A decisão, que ganhou nos bastidores o apelido de “caça-fantasmas”, foi assinada pelo presidente em exercício da Casa, Guilherme Delarolli (PL), e se tornou o principal assunto da Alerj, mesmo durante o período de recesso parlamentar.

Exonerações atingem indicações de antigos presidentes
Entre os 206 exonerados, há nomes ligados a figuras históricas do comando da Assembleia, como:
- Paulo Melo, presidente da Alerj entre 2011 e 2015
- Sérgio Cabral, que presidiu a Casa entre 1995 e 2003
Segundo o levantamento, 47 exonerados seriam indicações de Paulo Melo e 17 teriam ligação com Sérgio Cabral. A prática de manutenção de cargos por antiguidade e alianças políticas é conhecida nos corredores da Assembleia.
Familiares e aliados também aparecem na lista
Entre os nomes exonerados está Susana Neves Cabral, ex-mulher de Sérgio Cabral, que ocupava um cargo na Alerj desde 2016.
Também foi dispensado Marco Antonio Cabral, filho de Susana e Sérgio Cabral, nomeado desde 2023 para o setor de arquivo da Casa.

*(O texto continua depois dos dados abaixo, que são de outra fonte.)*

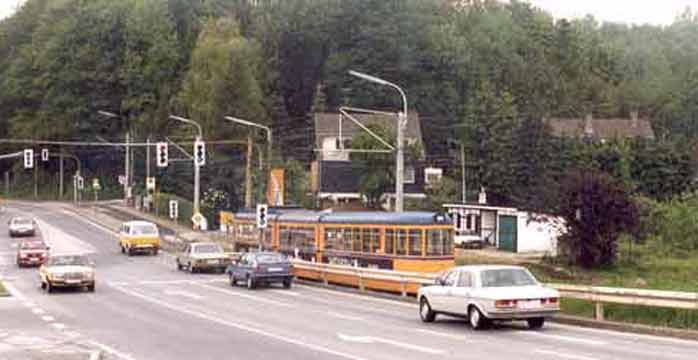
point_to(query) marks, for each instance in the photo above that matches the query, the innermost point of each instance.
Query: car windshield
(32, 245)
(507, 277)
(145, 229)
(270, 258)
(22, 222)
(78, 260)
(207, 249)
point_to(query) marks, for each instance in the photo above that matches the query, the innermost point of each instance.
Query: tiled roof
(600, 128)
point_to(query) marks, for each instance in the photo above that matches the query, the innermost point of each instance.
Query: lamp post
(259, 126)
(196, 164)
(400, 154)
(127, 165)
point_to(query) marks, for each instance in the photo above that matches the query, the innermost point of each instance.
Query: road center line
(284, 338)
(562, 337)
(559, 355)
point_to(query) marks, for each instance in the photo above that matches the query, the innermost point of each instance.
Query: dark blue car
(261, 268)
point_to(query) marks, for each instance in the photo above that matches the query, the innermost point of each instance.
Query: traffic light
(28, 158)
(200, 152)
(162, 154)
(262, 216)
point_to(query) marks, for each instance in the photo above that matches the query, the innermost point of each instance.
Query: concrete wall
(537, 235)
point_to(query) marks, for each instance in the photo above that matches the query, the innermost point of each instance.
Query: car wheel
(477, 320)
(251, 284)
(425, 311)
(535, 323)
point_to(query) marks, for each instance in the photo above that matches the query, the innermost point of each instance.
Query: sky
(656, 12)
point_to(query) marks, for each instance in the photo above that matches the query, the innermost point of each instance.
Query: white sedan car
(486, 293)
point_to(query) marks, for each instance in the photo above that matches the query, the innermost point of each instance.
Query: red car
(31, 253)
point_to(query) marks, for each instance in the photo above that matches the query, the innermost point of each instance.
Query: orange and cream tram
(408, 241)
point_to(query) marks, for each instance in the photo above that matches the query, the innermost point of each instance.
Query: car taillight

Aliados de Paulo Melo também foram atingidos, como:
- Pedro Lukas, treinador de artes marciais que aparecia em vídeos com o ex-presidente da Alerj
- Marcelo Ferreira Neves, que atuou como segurança de Paulo Melo em 2014, quando o parlamentar foi alvo de uma tentativa de invasão em sua fazenda
Outro nome dispensado foi Dilson Avelino da Silva, conhecido como Magrinho, que trabalhou com Marco Antonio Cabral em Brasília e ocupava cargo na assessoria da presidência da Assembleia.
Suspeita de cargos fantasmas
A nova presidência da Alerj suspeita que parte dos exonerados não exercia funções regulares, o que motivou a revisão ampla de cargos que atravessaram diferentes gestões. A apuração interna segue em andamento para identificar eventuais irregularidades administrativas.
O que dizem os envolvidos
Em nota, Paulo Melo afirmou que a exoneração é um direito legítimo da atual gestão. Ele declarou que Marcelo Neves e Pedro Lukas atuavam junto à deputada Franciane Mota, sua esposa, e que ambos prestaram serviços relevantes.
Sobre os 47 indicados por ele que foram exonerados, Melo afirmou que se tratavam de colaboradores que deram continuidade ao trabalho desenvolvido ao longo de seus mandatos.
O ex-governador Sérgio Cabral ainda não se manifestou sobre as exonerações.